Very true. And the question of what is the best can only be determined by science and experience. It is certain that gold standing alone is not; for its fluctuations in purchasing power have been so tremendous as again and again to throw the commercial world into jimjams. History shows that it has varied 100 per cent. in a century, and we have seen in this country that its value declined about 25 per cent. from 1848 to 1857, and that it has increased something like 60 per cent. since 1873. Without desiring to be ill-natured, I must say it seems to me that a man has a queerly constituted mind who insists that that is the only “honest money.”

But we don’t want 50-cent dollars.

And you can’t have ’em, my dear sir. A dollar consists of 100 cents. The phrase “50-cent dollar” and that other phrase “honest money” remind me of what I used to hear in my boyhood when the slavery question was debated with such heat: “What! Would you want your sister to marry a nigger? Whoosh!” It was assumed, if a man denounced slavery, that he wanted the colored man for a brother-in-law. Men who employ such phrases show a secret consciousness of having a weak cause. And while I am about it I may as well add that I do not admire the way some of our fellows have of denouncing gold as “British money.” Great fools, indeed, the British would be if they did not fight for a gold basis, for by reason of it they get twice as much of our wheat, meat, and cotton for the $200,000,000 per year we have to pay them in interest. According to the Chancellor of the Exchequer, the world owes England $12,000,000,000, on which she realizes a little over four and a half per cent., or pretty nearly $600,000,000 per year. Fully that, if we add income from property her citizens own in this and other countries. On the day we demonetized silver, that $600,000,000 could have been paid in gold in the port of New York with 450,000,000 bushels of wheat; to-day it would take 900,000,000 bushels. In short, the amount of grain England has made clear because of the rest of the world adopting monometallism would bread all her people, feed all her live stock, and make three gallons of whiskey for every person on the island. Why shouldn’t they take what the world willingly gives them? I have my opinion, however, of the common sense of a world which does things that way.

We want money that is equally good all over the world.

There is no such money. The coin we send abroad is only bullion when it gets there, and most dealers prefer government bars. The exchange must be calculated exactly the same whether we use gold, silver, or paper in our domestic trade; and this notion that we “should be at a disadvantage in the exchange” is a delusion. The variations in the value of the greenback during our war era were calculated daily, and prices in this country rose or fell to correspond. It must, I say, be calculated just the same in gold or silver, and any smart schoolboy can do it in a minute on any transaction.

What I mean is that the silver dollar is worth only 50 cents in gold.

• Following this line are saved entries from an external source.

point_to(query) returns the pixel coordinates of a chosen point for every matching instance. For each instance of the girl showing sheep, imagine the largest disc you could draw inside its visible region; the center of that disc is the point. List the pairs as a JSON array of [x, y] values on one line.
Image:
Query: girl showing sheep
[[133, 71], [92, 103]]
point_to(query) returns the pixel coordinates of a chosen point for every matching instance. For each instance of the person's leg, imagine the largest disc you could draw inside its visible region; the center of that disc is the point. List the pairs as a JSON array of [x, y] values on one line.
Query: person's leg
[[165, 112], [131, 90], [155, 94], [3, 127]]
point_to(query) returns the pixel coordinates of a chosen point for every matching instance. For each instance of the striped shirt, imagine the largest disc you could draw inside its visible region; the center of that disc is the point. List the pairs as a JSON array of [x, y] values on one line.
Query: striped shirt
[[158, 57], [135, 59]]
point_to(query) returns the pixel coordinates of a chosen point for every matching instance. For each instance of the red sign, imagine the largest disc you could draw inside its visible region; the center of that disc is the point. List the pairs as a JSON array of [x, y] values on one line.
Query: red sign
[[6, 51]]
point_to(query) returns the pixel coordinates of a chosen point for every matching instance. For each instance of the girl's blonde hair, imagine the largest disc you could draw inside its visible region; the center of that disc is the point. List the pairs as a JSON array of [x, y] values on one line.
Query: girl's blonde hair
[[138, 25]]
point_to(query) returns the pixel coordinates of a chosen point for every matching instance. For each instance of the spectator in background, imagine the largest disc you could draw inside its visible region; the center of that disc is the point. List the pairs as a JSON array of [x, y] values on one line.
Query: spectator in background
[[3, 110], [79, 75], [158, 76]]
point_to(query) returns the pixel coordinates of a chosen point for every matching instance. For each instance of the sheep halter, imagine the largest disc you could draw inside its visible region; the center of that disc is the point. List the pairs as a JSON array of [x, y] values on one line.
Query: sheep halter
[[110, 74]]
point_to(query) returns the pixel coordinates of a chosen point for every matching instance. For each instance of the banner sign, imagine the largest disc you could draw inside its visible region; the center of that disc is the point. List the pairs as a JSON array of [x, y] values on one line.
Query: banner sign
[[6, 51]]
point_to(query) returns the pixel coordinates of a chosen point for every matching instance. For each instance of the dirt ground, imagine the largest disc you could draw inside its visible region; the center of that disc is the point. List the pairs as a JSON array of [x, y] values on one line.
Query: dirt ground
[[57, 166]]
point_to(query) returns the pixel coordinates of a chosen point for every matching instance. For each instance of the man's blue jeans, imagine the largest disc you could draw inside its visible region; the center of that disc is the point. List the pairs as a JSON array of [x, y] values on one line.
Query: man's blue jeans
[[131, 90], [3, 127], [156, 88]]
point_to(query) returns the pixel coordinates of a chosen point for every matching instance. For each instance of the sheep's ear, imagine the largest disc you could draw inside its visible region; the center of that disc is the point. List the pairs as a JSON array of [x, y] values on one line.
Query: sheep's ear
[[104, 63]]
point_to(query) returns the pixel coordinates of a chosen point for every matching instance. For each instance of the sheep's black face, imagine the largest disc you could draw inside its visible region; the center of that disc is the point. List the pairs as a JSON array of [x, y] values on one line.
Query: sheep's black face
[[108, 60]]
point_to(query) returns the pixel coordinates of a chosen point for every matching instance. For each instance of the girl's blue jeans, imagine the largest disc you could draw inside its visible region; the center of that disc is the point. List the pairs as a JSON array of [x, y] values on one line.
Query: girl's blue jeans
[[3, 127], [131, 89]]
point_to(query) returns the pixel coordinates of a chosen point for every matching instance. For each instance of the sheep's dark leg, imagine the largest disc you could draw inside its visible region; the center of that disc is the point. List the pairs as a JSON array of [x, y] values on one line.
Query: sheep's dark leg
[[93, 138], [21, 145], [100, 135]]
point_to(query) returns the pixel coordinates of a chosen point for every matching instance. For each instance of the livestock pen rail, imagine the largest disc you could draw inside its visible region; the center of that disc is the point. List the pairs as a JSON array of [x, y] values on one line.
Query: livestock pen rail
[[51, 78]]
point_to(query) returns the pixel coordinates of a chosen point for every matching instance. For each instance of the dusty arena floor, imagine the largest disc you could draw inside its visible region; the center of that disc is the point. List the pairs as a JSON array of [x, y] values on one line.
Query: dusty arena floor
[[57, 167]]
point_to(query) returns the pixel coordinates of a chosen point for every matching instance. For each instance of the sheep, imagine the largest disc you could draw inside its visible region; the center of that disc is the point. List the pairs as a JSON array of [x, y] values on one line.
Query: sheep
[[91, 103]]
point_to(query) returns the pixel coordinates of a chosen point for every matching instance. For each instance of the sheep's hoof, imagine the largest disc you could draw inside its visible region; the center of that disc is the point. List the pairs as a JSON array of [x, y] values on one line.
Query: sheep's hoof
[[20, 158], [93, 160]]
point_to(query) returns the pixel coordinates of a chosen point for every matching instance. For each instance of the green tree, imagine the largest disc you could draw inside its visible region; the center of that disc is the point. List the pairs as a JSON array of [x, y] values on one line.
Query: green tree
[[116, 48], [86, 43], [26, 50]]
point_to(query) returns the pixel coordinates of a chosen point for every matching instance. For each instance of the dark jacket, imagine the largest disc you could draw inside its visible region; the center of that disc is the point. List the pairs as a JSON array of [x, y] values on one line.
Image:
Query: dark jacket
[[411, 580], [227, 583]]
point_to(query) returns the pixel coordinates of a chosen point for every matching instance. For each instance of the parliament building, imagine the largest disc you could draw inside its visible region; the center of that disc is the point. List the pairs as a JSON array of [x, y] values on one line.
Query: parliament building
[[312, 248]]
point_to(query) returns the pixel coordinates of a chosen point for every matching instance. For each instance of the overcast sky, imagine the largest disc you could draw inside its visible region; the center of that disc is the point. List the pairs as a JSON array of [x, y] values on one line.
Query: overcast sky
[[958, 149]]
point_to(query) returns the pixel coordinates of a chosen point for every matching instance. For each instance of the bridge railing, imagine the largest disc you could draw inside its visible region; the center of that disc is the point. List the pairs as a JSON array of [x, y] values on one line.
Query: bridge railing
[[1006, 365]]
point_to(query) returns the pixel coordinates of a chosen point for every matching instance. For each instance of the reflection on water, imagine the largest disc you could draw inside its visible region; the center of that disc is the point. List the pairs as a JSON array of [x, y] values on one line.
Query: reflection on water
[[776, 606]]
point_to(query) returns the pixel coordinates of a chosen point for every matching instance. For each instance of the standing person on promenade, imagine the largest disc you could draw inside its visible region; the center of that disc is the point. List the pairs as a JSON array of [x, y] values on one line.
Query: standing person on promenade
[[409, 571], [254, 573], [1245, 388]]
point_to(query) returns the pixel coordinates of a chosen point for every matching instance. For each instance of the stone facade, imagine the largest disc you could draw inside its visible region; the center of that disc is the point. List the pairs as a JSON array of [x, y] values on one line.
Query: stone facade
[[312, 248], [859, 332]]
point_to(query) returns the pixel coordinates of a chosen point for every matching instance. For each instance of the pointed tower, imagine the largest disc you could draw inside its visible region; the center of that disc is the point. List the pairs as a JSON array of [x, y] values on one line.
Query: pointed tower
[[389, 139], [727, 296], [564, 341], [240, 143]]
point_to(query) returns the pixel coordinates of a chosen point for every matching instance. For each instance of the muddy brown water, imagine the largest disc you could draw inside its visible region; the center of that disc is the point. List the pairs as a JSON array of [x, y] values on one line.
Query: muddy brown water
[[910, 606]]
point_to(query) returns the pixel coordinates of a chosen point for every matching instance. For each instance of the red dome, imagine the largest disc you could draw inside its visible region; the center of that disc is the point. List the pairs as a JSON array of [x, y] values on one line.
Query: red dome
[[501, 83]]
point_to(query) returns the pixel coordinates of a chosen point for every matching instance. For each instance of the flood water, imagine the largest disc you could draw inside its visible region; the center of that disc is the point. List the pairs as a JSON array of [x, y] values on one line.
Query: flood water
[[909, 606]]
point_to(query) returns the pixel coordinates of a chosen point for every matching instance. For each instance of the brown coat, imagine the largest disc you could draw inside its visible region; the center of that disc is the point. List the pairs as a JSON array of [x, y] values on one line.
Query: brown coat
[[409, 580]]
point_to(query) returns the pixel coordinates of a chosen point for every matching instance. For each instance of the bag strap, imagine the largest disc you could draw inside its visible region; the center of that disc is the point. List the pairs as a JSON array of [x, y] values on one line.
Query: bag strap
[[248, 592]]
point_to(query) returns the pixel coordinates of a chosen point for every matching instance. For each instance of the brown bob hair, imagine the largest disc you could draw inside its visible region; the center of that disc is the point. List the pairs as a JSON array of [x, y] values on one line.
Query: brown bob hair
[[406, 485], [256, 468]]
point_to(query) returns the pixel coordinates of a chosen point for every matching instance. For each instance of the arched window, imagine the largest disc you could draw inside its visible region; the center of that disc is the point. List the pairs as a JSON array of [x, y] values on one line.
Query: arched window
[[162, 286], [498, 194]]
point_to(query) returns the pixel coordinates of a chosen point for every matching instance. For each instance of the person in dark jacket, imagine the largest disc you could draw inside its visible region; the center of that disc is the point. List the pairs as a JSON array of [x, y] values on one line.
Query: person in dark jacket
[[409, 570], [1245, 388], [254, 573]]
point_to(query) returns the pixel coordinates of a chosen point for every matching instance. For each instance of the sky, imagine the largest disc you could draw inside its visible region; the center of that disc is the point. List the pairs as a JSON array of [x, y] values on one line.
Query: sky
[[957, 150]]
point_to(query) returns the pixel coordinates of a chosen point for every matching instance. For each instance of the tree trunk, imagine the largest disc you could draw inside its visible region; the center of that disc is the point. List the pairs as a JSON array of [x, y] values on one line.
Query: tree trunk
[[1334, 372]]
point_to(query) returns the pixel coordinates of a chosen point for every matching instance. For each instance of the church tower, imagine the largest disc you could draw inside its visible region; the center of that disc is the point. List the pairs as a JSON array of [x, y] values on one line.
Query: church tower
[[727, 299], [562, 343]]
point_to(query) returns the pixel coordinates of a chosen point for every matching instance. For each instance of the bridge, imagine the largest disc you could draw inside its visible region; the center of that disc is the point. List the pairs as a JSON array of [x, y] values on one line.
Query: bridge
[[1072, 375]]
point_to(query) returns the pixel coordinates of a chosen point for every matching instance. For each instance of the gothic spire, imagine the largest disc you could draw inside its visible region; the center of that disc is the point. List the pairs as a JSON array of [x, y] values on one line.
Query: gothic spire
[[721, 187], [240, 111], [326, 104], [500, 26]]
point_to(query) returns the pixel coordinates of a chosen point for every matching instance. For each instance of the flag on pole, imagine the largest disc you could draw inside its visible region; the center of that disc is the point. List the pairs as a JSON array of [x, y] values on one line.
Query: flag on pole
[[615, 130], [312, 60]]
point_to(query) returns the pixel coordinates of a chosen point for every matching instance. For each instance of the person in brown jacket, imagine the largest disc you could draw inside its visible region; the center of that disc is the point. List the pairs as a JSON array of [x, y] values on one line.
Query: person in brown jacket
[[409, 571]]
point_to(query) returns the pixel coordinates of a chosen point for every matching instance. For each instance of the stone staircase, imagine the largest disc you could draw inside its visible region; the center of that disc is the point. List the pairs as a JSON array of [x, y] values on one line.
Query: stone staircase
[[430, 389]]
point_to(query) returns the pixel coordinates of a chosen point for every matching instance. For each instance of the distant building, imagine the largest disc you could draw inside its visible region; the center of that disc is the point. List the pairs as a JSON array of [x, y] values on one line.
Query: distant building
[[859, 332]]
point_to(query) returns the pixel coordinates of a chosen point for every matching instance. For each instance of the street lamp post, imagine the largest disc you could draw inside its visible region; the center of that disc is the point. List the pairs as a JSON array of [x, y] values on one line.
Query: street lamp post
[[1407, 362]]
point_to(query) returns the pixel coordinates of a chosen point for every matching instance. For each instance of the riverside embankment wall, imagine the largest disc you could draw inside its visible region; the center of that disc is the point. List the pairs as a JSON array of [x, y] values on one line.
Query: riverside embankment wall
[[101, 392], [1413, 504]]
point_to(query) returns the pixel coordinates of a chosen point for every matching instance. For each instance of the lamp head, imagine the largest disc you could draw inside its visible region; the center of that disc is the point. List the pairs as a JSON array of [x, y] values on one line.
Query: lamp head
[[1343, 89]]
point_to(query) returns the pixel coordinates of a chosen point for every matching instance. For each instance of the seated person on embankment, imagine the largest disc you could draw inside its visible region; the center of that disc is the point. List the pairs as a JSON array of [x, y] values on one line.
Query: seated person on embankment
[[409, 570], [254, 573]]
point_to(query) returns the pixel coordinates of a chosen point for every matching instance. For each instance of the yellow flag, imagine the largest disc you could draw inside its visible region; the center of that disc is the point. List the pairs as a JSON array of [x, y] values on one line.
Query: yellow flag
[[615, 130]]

And by the same token the gold dollar is worth 200 cents in silver. The answer is as logical as the quip, and neither is worth notice. Such a process merely assumes an arbitrary standard and measures all other things by it, as the drunkard in a certain stage of intoxication thinks that his company is drunk while he is duly sober. And, by the way, where do you get your moral right to say that a dollar which will buy two bushels of wheat or twenty pounds of cotton is any more honest than one which will buy one bushel or ten pounds? Is it because with the dear dollar the farmer must work twice as long to pay off a mortgage, that the interest paid on the great debts of the world will buy twice as much, and the debtor nations are put at a terrible disadvantage as to the creditor nations personally? Is that honest?

A very safe test of any theory is to follow it to its logical conclusion. Take your “honest” money argument, on the basis of twenty years’ experience, and see where it will take you in the near future. The dollar which buys two bushels of wheat or sixteen pounds of cotton is “honest,” you say, and a dollar which buys but one bushel or eight pounds is not. By and by, if your fallacy prevails, the dollar will buy three bushels of wheat or twenty-five pounds of cotton, and will then, by your reasoning, be much more “honest” than now. Is that your idea? How much lower must prices go before you will admit that gold has gained in purchasing power?

But it cannot be that prices have fallen because of the scarcity of money, for the low rate of interest now prevailing proves that money is abundant and cheap.